Language in the bill is considerably extreme, notes critics. Mike Stabile, the director of public affairs for the Free Speech Coalition, posted to his followers on X that the floor amendments specify "harmful content to minors" as acts of masturbation, homosexuality and lesbianism.
He points this out in the context of comparing the amended House Bill 278 to an age verification measure adopted in Kansas that raised concerns that it would censor forms of First Amendment-protected speech that aren't even considered pornographic or obscene. AVN reported on this bill, citing the concerns from Democrats who say that age verification applied broadly would censor a variety of content on the internet, including material dealing with LGBTQ+ rights and sexual and reproductive health.
The amendment also provides legal procedure and creates a new tort allowing individuals to sue adult platforms for not having active age verification in place.
The House is expected to consider the amended bill before it is advanced to Democratic Gov.

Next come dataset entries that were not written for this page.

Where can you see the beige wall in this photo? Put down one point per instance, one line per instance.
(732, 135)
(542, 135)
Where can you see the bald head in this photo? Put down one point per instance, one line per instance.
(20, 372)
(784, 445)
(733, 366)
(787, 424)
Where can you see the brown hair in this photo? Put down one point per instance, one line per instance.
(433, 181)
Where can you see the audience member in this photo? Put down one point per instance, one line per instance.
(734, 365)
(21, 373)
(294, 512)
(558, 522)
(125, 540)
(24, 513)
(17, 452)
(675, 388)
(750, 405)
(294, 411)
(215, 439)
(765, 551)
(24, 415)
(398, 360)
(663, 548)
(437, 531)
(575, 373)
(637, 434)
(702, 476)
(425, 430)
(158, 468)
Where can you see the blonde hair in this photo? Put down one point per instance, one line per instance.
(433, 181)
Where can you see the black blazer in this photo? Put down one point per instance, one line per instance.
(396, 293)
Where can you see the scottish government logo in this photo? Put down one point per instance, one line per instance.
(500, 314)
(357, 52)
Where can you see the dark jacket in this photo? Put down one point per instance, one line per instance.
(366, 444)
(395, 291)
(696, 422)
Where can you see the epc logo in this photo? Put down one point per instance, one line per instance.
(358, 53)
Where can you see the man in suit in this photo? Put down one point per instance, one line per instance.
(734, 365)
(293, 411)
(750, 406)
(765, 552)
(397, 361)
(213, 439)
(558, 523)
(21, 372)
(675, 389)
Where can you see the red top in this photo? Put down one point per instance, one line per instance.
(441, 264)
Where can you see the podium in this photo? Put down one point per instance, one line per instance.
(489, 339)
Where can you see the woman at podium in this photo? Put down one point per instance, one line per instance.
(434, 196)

Andy Beshear's desk. It is possible Beshear will sign the bill as amended.
The Kentucky legislature previously took up age verification measures in the forms of House Bill 241 and Senate Bill 276, which are identical and feature language similar to other age verification proposals throughout the United States. As the amended House Bill 278 measure advances back to the House, it appears that these bills will stall in the legislative calendar.
Adding age verification provisions to a bill that is ultimately unrelated is a tactic similar to what happened in North Carolina.
North Carolina Gov. Roy Cooper, a Democrat, signed House Bill (HB) 8—which contained a provision requiring adult websites to verify the ages of users logging in from North Carolina IP addresses—into law in October 2023.
But there’s a catch: HB 8 originally had nothing to do with protecting minors from viewing age-restricted content on the internet.
North Carolina state Sen. Amy Galey, a Republican, managed to insert age verification language into a proposal that initially focused on high school computer science curriculum. Nothing in the original language mentioned pornographic content.
In December 2023, Pornhub's parent company Aylo blocked North Carolina IP addresses.